Des objets en peau humaine
La peau humaine exposée au Muséum des Sciences Naturelles de Nantes
Des objets en peau humaine existent dans des collections privées ; mais l’on peut voir au Muséum des Sciences Naturelles de Nantes, une peau humaine tannée [photo d'illustration ci-dessus]. Ce n’est pas celle d’un Vendéen, c’est celle d’un Bleu, tué à la défense de Nantes, en juin 1793, qui avait légué sa peau pour en faire un tambour soi-disant ! Selon sa volonté elle fut préparée dans une tannerie des bords de la Sèvre nantaise ; malheureusement son épaisseur insuffisante ne convint pas à un tel usage…
Un exemplaire de la Constitution du 24 juin 1793 reliée en peau humaine Louis Combe a fait connaître le texte du placard, copié sur l’original même, dans ses Épisodes et curiosités révolutionnaires et l’a fait suivre de sa Réponse à l’affiche de Billaud-Varenne, Vadier, Collot et Barère dans laquelle il dit ceci :
Plusieurs journaux avaient parlé avant nous des prétendues tanneries.

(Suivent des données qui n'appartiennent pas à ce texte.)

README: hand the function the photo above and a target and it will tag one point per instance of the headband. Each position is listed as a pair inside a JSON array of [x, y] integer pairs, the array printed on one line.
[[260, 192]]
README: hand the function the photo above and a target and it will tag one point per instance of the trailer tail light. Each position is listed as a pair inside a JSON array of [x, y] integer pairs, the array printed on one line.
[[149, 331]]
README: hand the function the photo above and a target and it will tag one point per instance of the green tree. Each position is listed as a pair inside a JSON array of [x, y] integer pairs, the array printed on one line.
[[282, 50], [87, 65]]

Le fait nous parut si hasardé que nous le reléguâmes dans les on-dit, et nous nous contentâmes, dans un mémoire suivant, de rapporter littéralement les détails que donnait à ce sujet une feuille accréditée. Billaud-Varenne, Vadier, Collot et Barère ont cru bon et utile de signer une grande affiche bleue contre nous seuls. À la première explication que nous venons de donner, nous ajouterons que le fait de la tannerie humaine a certainement existé, puisqu’un de nos abonnés nous envoie, comme un digne monument des decemvirs, une Constitution de 1793, imprimée à Dijon chez Causse, sur un papier vélin et reliée en peau humaine qui imite le veau fauve. Nous offrons de la montrer à tous ceux qui seraient curieux de la voir…

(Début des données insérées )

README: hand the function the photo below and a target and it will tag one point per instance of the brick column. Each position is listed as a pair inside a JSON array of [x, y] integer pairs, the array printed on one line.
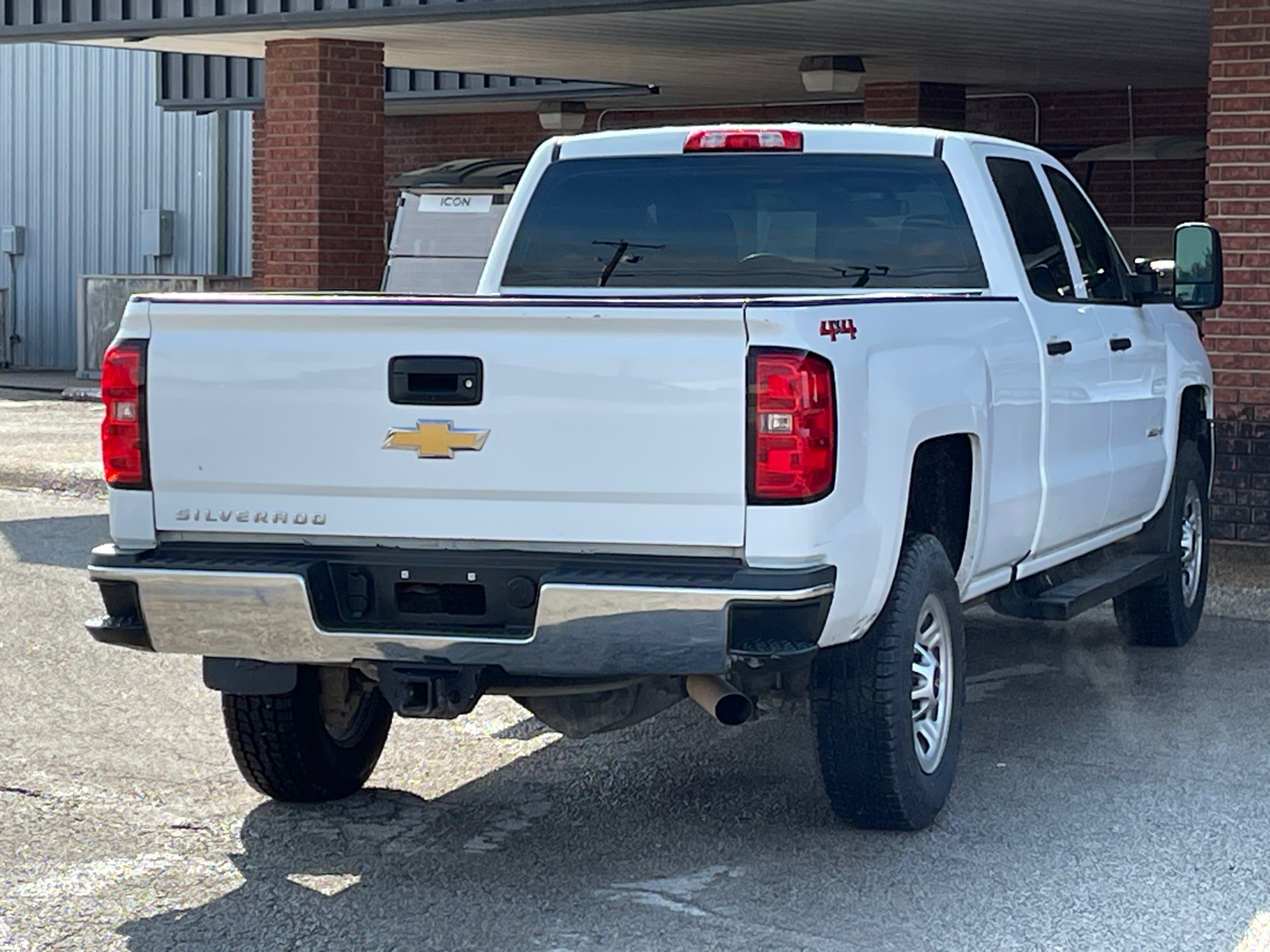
[[1238, 206], [319, 213], [939, 105]]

Cet exemplaire de la Constitution a une histoire. Il devint plus tard la propriété d’un historien de la Révolution, Villeneuve, qui y joignit un exemplaire de l’affiche et une note destinée à l’authentifier. Muni de telles références, le livre fut mis en vente et acquis en 1849 par un libraire parisien. On en perd ensuite la trace jusqu’en 1864 où, le 13 février de cette année, il était vendu par les soins de M. France, le père d’Anatole, le maître styliste et délicieux conteur, pour la coquette somme de 231 F or. Cet exemplaire, après avoir eu plusieurs possesseurs, dont le marquis de Turgot, fut acheté en 1889 par le musée Carnavalet. C’est un in-12, joliment relié avec filets sur les plats et doré sur tranches.
Conclusion
Plusieurs mémorialistes et écrivains, se posant en historiens, rapportent encore l’existence de ces tanneries de peau humaine : Georges Duval dans ses Souvenirs de la Terreur, Granier de Cassagnac dans son Histoire des Girondins et des massacres de septembre, ou encore l’Histoire impartiale des Révolutions de Prud’homme, Les brigands démasqués de Danican, etc.

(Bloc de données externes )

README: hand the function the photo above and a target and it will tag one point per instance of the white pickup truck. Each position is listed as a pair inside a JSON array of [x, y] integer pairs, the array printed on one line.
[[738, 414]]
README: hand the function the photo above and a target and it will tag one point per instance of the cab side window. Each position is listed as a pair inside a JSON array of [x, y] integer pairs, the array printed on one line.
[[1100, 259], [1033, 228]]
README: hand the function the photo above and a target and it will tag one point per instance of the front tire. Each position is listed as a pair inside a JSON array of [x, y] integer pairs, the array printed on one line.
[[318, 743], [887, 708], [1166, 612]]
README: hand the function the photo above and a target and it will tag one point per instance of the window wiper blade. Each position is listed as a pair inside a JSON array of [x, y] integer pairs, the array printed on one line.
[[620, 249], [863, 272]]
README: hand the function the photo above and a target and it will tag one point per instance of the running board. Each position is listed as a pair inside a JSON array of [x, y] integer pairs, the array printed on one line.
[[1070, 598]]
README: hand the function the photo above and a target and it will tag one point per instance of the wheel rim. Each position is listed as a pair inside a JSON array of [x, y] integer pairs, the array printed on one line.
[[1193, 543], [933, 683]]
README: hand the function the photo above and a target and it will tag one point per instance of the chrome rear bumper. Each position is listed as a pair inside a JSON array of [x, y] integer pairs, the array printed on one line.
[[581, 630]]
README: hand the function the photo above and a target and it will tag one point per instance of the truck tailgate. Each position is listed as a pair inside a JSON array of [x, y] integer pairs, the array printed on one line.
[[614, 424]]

L’intermédiaire des chercheurs et curieux du 30 mars 1936 révélait qu’il s’était tout de même trouvé un tribunal pour condamner l’officier de santé Morel et le bourreau, coupables d’avoir détourné la peau de l’abbé Thomas, de Guebwiller, guillotiné à Colmar.
Il reste que l’utilisation de sous-produits des massacres constitue une forme achevée du sadisme terroriste.